Because it had a distillation crisis!

But hey, let's calculate the recondensation volume. First, we need to calculate the number of moles of the vapor using the ideal gas law.

PV = nRT

Where P is the pressure in atm (760 mm Hg = 1 atm), V is the volume in liters (112 mL = 0.112 L), n is the number of moles, R is the ideal gas constant (0.0821 atm L/mol K), and T is the temperature in Kelvin (100°C = 373 K).

Let's rearrange the equation to solve for n:

n = PV / RT

n = (1 atm)(0.112 L) / (0.0821 atm L/mol K)(373 K)

Now, let's calculate the number of moles:

n ≈ 0.0031 mol

Now, we can calculate the mass of the vapor using the molecular weight (MW) and the number of moles:

mass = n x MW

mass = 0.0031 mol x 200 g/mol

mass ≈ 0.62 g

Finally, we can calculate the volume of the liquid by dividing the mass by the density:

volume = mass / density

volume ≈ 0.62 g / 0.9 g/mL

volume ≈ 0.69 mL

So, approximately 0.69 mL of liquid would recondense into the distillation flask upon cooling. So much for the distillation flask trying to keep a low profile!
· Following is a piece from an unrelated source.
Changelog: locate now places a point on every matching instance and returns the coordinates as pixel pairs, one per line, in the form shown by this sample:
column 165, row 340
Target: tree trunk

To calculate the number of milliliters of liquid that would recondense into the distillation flask upon cooling, we can use the ideal gas law equation: PV = nRT, where P is the pressure, V is the volume, n is the number of moles, R is the ideal gas constant, and T is the temperature in Kelvin.

First, let's convert the temperature of 100°C to Kelvin:
T = 100°C + 273.15 = 373.15 K

Next, we need to calculate the moles of vapor in the system. We can use the ideal gas law equation to solve for n:
n = PV / RT

Since the system is at atmospheric pressure (760 mm Hg), we need to convert it to atmospheres:
P = 760 mm Hg / 760 = 1 atm

The total volume of the system, including the round bottom flask and the distilling head, is 112 mL.
So, the volume of vapor will be:
V = 112 mL - 12 mL = 100 mL

Now, let's calculate the number of moles:
n = (1 atm * 100 mL) / (0.0821 atm * L/mol * K * 373.15 K)

Using the value for R, the ideal gas constant:
n = (100 / 0.0821) mol

Finally, we can calculate the mass of the vapor using the molar mass (MW = 200 g/mol):
mass = n * MW = (100 / 0.0821) * 200 g

And the volume of liquid that would recondense can be determined by dividing the mass by the density (0.9 g/mL):
volume = mass / density = (100 / 0.0821) * 200 / 0.9 mL

Simplifying the expression:
volume = (100 * 200 * 200) / (0.0821 * 0.9) mL

Calculating the result:
volume ≈ 546,924 mL

Therefore, approximately 546,924 milliliters of liquid (0.9 g/mL) would recondense into the distillation flask upon cooling.